All of lore.kernel.org
 help / color / mirror / Atom feed
* [RFC PATCH 0/1] Modify dql.min_limit value inside the driver
@ 2021-03-09 15:23 Vincent Mailhol
  2021-03-09 15:23 ` [RFC PATCH 1/1] dql: add dql_set_min_limit() Vincent Mailhol
  0 siblings, 1 reply; 5+ messages in thread
From: Vincent Mailhol @ 2021-03-09 15:23 UTC (permalink / raw)
  To: Marc Kleine-Budde, linux-can, linux-kernel, netdev, Tom Herbert,
	Eric Dumazet
  Cc: Peter Zijlstra, Randy Dunlap, Vincent Mailhol

Abstract: would like to directly set dql.min_limit value inside a
driver to improve BQL performances of a CAN USB driver.

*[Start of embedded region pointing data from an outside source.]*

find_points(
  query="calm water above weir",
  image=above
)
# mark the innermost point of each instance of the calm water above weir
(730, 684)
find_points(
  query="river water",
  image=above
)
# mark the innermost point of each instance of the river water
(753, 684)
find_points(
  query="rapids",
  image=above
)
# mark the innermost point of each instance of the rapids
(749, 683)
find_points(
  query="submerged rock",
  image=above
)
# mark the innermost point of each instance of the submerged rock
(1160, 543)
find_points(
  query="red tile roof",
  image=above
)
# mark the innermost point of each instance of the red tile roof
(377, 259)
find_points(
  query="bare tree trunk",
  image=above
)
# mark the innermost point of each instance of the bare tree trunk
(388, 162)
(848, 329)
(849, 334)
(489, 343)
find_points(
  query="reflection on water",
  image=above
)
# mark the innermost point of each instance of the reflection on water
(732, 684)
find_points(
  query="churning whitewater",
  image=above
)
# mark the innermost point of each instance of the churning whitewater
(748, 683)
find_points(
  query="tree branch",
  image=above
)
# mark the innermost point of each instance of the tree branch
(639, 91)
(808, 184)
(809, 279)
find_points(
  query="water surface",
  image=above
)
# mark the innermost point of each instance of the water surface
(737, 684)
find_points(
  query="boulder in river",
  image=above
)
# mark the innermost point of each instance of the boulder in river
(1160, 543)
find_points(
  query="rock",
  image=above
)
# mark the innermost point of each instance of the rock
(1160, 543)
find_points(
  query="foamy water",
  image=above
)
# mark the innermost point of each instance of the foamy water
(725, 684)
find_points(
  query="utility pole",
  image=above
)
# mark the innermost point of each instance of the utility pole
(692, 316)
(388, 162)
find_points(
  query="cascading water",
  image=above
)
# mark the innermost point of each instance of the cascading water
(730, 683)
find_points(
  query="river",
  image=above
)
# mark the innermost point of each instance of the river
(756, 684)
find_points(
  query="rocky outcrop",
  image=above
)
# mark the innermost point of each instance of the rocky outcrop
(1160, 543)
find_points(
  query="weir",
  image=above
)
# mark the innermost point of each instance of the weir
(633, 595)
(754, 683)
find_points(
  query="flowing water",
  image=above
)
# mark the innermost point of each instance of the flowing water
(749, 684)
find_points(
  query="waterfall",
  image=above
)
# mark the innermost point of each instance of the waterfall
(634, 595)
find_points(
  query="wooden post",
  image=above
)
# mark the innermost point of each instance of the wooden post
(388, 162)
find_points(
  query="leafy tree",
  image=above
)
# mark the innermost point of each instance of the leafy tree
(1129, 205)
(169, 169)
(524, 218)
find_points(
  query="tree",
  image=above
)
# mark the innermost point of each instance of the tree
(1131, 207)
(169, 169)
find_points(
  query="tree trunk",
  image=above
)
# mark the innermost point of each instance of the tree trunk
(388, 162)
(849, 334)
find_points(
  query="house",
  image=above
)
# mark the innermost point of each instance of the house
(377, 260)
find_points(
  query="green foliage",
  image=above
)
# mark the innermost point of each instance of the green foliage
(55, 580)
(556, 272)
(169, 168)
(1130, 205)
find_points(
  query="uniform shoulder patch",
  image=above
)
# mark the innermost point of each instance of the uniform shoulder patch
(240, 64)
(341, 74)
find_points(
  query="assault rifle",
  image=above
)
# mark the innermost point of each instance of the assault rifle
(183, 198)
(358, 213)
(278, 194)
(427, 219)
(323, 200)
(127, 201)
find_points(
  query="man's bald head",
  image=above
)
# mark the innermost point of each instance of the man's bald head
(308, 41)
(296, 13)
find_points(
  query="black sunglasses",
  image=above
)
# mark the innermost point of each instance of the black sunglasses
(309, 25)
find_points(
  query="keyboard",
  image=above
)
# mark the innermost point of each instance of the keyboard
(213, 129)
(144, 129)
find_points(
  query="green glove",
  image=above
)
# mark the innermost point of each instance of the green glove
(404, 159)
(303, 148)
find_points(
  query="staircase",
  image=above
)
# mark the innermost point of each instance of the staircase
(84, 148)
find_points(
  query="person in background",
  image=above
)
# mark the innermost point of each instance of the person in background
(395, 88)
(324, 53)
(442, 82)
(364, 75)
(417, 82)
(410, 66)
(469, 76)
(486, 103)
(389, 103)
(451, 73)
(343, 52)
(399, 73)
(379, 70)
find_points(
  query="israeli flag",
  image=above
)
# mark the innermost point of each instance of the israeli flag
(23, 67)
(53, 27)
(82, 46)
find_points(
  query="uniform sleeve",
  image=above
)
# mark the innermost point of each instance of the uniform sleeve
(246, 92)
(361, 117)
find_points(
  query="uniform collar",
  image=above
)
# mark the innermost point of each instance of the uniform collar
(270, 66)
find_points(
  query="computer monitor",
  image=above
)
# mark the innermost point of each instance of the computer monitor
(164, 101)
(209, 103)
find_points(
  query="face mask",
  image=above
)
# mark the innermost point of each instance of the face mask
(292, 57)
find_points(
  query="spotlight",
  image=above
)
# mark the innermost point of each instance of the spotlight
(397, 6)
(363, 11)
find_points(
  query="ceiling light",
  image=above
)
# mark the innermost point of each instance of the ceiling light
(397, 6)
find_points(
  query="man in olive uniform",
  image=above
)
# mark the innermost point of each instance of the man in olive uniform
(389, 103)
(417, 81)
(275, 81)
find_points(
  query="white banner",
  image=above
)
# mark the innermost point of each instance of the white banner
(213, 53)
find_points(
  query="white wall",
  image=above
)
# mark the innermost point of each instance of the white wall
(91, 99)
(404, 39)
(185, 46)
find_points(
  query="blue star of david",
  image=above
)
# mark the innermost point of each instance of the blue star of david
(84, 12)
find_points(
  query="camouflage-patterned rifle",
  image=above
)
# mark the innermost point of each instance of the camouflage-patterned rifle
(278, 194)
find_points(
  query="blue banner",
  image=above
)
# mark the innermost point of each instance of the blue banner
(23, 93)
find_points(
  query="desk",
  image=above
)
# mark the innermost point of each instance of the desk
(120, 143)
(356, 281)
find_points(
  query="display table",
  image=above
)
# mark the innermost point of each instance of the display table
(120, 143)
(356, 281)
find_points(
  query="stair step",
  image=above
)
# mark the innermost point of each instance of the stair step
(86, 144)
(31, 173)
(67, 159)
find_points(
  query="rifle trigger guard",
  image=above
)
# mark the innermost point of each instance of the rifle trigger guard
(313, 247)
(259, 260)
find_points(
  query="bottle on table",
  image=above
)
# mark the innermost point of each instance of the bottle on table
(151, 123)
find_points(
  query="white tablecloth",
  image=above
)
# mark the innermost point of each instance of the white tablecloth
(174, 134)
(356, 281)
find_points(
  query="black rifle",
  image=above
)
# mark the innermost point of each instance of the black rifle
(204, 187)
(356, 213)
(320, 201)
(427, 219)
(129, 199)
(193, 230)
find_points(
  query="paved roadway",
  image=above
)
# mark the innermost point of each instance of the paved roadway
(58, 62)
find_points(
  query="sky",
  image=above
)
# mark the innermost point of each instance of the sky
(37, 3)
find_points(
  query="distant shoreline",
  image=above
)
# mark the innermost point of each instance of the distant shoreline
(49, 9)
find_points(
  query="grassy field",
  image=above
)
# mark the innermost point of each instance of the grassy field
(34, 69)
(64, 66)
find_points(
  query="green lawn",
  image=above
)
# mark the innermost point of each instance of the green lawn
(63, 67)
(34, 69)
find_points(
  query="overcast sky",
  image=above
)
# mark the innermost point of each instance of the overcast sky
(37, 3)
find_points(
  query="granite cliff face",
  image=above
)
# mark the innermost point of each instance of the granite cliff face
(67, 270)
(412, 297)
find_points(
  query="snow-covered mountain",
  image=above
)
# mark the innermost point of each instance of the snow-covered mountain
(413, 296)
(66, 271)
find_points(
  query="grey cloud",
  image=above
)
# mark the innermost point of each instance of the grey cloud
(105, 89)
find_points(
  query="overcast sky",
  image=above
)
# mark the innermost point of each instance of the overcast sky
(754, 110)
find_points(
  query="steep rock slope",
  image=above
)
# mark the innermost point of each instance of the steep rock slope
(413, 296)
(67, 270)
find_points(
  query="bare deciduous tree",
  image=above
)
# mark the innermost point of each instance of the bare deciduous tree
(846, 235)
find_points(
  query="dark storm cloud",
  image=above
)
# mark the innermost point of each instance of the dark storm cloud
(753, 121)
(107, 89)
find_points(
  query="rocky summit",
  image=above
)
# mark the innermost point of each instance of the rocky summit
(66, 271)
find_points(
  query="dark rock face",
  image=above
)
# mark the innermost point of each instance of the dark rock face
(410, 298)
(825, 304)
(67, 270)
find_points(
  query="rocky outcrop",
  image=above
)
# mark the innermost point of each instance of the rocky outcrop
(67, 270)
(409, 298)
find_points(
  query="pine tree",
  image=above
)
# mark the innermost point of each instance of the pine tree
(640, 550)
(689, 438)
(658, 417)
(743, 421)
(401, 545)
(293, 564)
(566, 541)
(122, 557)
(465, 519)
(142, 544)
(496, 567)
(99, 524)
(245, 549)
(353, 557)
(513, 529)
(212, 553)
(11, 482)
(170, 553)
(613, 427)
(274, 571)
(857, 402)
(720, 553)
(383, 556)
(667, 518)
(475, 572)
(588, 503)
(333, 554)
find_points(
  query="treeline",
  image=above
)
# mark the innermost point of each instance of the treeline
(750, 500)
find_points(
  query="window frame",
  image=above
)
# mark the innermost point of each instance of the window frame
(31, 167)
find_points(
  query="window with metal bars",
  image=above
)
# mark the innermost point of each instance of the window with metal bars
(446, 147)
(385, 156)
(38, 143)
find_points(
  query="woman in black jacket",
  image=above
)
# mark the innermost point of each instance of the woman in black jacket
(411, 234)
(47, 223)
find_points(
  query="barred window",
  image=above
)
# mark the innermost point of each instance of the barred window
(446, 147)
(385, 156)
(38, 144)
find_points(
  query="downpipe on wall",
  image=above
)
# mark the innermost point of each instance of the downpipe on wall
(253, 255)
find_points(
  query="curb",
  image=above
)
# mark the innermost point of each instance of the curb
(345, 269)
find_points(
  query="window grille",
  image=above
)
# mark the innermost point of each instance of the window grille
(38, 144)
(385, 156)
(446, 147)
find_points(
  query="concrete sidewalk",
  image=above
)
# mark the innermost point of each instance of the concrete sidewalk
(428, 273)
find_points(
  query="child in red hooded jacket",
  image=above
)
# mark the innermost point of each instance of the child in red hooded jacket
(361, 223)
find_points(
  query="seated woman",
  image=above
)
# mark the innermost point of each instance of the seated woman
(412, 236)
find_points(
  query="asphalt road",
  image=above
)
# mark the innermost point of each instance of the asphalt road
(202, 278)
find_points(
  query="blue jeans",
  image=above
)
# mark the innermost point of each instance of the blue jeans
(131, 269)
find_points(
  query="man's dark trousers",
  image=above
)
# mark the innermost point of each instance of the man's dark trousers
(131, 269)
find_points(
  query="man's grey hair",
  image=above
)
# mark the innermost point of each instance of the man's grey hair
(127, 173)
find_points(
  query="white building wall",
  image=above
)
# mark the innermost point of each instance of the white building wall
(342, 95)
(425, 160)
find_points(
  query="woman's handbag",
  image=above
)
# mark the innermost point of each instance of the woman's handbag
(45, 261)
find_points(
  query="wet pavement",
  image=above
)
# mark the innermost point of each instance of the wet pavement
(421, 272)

CAN packets have a small PDU: for classical CAN maximum size is
roughly 16 bytes (8 for payload and 8 for arbitration, CRC and
others).

I am writing an CAN driver for an USB interface. To compensate the
extra latency introduced by the USB, I want to group several CAN
frames and do one USB bulk send. To this purpose, I implemented BQL in
my driver.

However, the BQL algorithms can take time to adjust, especially if
there are small bursts.

The best way I found is to directly modify the dql.min_limit and set
it to some empirical values. This way, even during small burst events
I can have a good throughput. Slightly increasing the dql.min_limit
has no measurable impact on the latency as long as frames fit in the
same USB packet (i.e. BQL overheard is negligible compared to USB
overhead).

The BQL was not designed for USB nor was it designed for CAN's small
PDUs which probably explains why I am the first one to ever have
thought of using dql.min_limit within the driver.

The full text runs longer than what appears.